When we are going to Cork, the elder child gets excited about The Big Dunnes. The Big Dunnes is out the road from my mum's house, and the elder likes to go there with her granny for a good old nose-around and to pick up anything from a dressing gown to a raincoat.
The Big Dunnes is distinct from The Old Dunnes, which is up the road in the other direction and which still soldiers on as a more manageable place for the mother and her cronies to get their day-to-day messages.
I, on the other hand, get excited when we get past The Big Dunnes, because once you pass The Big Dunnes, you are on the road proper to West Cork, and my body almost hums as it vibrates with the place. I'm not even from there, though my duchas and my muintir are located there. And I feel at home and relaxed and excited as we hit that road. Hope and history rhyme for me once we pass The Big Dunnes.
We have our various stops around the place, mainly to do with food, and this time we added a few more.
I'll give you a great tip. About a mile or a mile and a half beyond Clonakilty, on the left-hand side of the road as you're heading to Rosscarbery, there's a portakabin on the side of the road. It announces itself with a sign a bit back, but you need to be ready to stop suddenly-ish. There's a sprightly looking lady in there, with perfect skin and piercing eyes that belie her age, and she will sell you the nicest potatoes you've had since you were a child.
I don't know really what went wrong with potatoes, how the ones you get in the supermarket became so divorced from what we used to eat. It took these ones to remind me again that what passes for a potato in Dublin is a pale imitation of the real thing.
For four quid, this woman will give you a bag of memories.
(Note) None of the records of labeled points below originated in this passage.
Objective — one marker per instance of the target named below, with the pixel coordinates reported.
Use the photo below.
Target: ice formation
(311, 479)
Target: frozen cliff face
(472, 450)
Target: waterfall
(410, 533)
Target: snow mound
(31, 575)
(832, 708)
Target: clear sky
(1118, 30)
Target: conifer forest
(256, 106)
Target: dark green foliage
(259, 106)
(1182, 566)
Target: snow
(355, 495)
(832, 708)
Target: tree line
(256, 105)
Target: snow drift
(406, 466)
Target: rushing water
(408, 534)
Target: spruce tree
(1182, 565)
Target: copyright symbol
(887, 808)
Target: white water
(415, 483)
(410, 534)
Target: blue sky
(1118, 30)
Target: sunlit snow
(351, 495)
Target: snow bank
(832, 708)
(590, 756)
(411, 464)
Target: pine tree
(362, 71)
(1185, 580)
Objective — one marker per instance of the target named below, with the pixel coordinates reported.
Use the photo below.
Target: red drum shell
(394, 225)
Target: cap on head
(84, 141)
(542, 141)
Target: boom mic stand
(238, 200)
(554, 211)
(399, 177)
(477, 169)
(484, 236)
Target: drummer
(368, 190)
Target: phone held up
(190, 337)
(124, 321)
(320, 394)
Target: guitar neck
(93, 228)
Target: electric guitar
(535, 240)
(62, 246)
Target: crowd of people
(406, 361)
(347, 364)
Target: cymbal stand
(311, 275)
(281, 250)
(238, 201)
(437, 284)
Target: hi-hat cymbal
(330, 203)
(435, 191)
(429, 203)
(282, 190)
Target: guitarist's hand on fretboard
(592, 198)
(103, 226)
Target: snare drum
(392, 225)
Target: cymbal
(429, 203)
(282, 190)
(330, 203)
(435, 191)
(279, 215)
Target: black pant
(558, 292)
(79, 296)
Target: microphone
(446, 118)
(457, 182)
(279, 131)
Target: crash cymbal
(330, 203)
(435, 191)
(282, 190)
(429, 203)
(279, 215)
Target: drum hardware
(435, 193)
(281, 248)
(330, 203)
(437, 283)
She will transport you back to when life was simpler and spud were spuds. Some people down this part of the country will tell you that Coughlan's are the only spuds to eat. But I would challenge you to try this woman's textural and flavourful masterpieces. When I asked her if they were nice, she told me they'd be 'bursting out', and that's exactly what they did. But the centre held.
They got floury without breaking down and stayed perfectly dry, all the better to absorb a half-pound of butter. And the next day, the extra ones you steamed, for slicing up and frying, make the best chips you've ever had.
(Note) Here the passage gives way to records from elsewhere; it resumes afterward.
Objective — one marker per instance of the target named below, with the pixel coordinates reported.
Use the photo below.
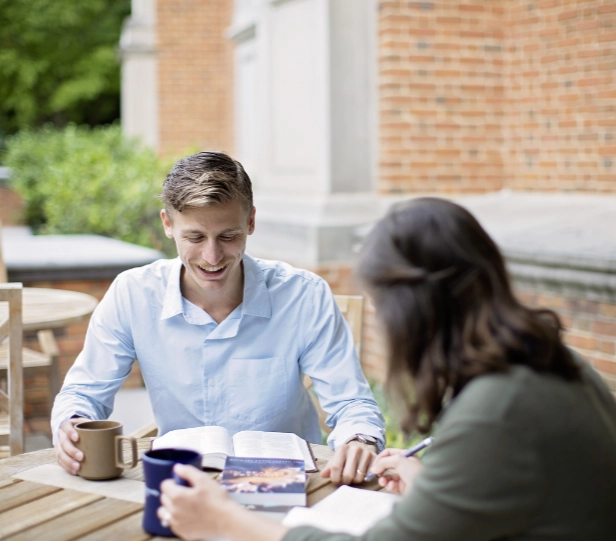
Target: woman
(525, 447)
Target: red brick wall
(195, 69)
(480, 95)
(561, 95)
(441, 96)
(590, 325)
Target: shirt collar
(172, 304)
(256, 301)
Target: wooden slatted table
(36, 503)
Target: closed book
(265, 483)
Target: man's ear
(167, 225)
(251, 221)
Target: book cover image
(265, 482)
(264, 475)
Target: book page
(348, 510)
(203, 439)
(273, 445)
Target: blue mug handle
(179, 481)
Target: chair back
(352, 308)
(12, 401)
(3, 273)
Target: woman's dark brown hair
(442, 294)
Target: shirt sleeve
(480, 482)
(329, 358)
(104, 363)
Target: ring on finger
(166, 517)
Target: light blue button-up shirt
(244, 373)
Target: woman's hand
(204, 510)
(197, 511)
(350, 463)
(396, 472)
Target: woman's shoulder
(511, 396)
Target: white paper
(348, 510)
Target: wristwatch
(364, 438)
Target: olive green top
(517, 456)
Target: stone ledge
(30, 258)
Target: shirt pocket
(257, 389)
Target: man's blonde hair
(206, 178)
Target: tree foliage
(89, 180)
(59, 62)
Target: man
(222, 338)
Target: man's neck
(217, 303)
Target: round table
(52, 308)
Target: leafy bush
(59, 62)
(82, 180)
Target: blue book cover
(265, 482)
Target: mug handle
(120, 452)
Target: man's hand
(69, 457)
(350, 464)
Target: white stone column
(306, 124)
(139, 73)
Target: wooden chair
(49, 356)
(12, 400)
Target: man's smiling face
(211, 242)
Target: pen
(410, 452)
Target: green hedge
(89, 180)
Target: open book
(215, 444)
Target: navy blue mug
(158, 466)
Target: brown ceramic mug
(101, 445)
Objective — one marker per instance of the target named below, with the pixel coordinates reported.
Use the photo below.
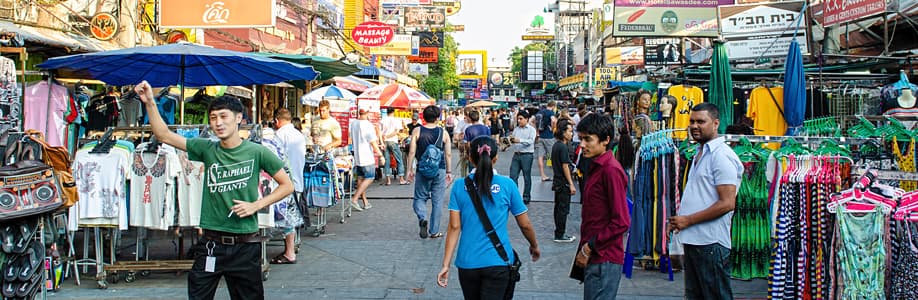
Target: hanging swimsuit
(906, 163)
(904, 275)
(861, 254)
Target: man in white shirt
(391, 127)
(366, 146)
(293, 143)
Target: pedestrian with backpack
(546, 137)
(431, 146)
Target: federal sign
(431, 39)
(841, 11)
(372, 34)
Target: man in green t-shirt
(231, 245)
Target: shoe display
(423, 232)
(565, 239)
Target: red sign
(372, 34)
(426, 55)
(841, 11)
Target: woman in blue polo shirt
(483, 274)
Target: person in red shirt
(605, 216)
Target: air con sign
(216, 13)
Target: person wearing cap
(230, 246)
(366, 147)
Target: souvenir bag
(27, 186)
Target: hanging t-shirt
(190, 188)
(232, 174)
(9, 95)
(686, 98)
(100, 179)
(40, 105)
(362, 134)
(765, 112)
(153, 175)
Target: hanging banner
(399, 46)
(762, 30)
(667, 18)
(216, 14)
(424, 17)
(431, 39)
(663, 51)
(426, 55)
(373, 34)
(841, 11)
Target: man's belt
(226, 238)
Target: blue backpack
(429, 164)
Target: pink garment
(37, 111)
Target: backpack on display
(429, 164)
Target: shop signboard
(399, 46)
(431, 39)
(603, 75)
(632, 55)
(500, 80)
(841, 11)
(374, 34)
(468, 83)
(216, 14)
(451, 6)
(762, 30)
(424, 17)
(426, 55)
(667, 18)
(472, 64)
(663, 51)
(418, 69)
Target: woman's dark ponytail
(482, 150)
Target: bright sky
(497, 25)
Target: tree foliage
(442, 75)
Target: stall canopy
(327, 67)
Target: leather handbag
(27, 188)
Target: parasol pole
(182, 92)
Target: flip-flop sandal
(31, 261)
(282, 260)
(8, 237)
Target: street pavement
(377, 254)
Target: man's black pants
(562, 209)
(486, 283)
(240, 264)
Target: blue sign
(468, 83)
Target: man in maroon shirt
(605, 216)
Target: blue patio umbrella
(327, 92)
(180, 64)
(794, 88)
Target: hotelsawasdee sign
(216, 13)
(424, 17)
(762, 30)
(841, 11)
(666, 17)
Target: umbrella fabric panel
(163, 66)
(794, 88)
You could eat these potatoes with nothing else and you'd feel you'd had a meal fit for a king. Or indeed, you could have them with this woman's cabbage, and another half-pound of butter, and you'd have dined like a god.
It reminded me of dinners when I was a kid, so I called in again a few days later on the way back up to Cork to get some more to bring home, and some for my mother, to present her with, along with the Field's sliced pan and other bits and pieces I'd picked up.
"Didn't I tell you?" the potato woman said smugly when she saw me arriving back. I conceded that she hadn't lied. I told her they were queuing up for some fella's spuds in Skibbereen market, everyone buying two or three bags as if they were going out of fashion. They were probably Coughlan's, she said. She said hers were better. I said was sure Coughlan's were very good but I had held out for hers.
Then she gave me a bit of advice on the old broadcasting career. Another guy arrived along then, a local, and he wanted to discuss with me, as if we had known each other for years, how they are re-releasing all of Joy Division's ouvre on vinyl.
I am coming to terms with the fact that I won't be going to Italy this year. But, in fairness, you wouldn't get this in Italy.
By the way, don't misunderstand me here. I'm not saying you shouldn't go to the market in Skibbereen. I hadn't been in a few years. It is, obviously, better than any market in Dublin.
I got the nicest breakfast roll I ever had, bread from a Frenchwoman that I spent the next week bemoaning I hadn't bought three loaves of, and the most gorgeous little yellow and green courgettes with flowers on them for my courgette pasta, which is solely courgette, oil, butter and cheese, so is heavily reliant on the courgettes being good. I wanted to buy a courgette plant but my wife was already surrounded in the front seat by stuff and she refused to travel the two legs of the journey home with a semi-matured courgette plant on her lap.
We got feta and basil dip from the olive guy the like of which my girls tell me you've never had, and Gubbeen breakfast sausages that were divine, but, if I may say, were more of a dinner sausage.
After eating the cabbage with more of the spuds at home a few days later, I was reminded again of the mother, and I rang her to see if she approved of the spuds I got her. I didn't even have to ask. She had just had some of the magic memory spuds with the cabbage and with some bacon. She told me it had reminded her of her own mother, and of the dinners they would have at home in Glengarriff in West Cork back in the day.
And that's it, maybe that's why I vibrate with the place. It's digging spuds, digging memories, digging into the past, into the earth I sprang from.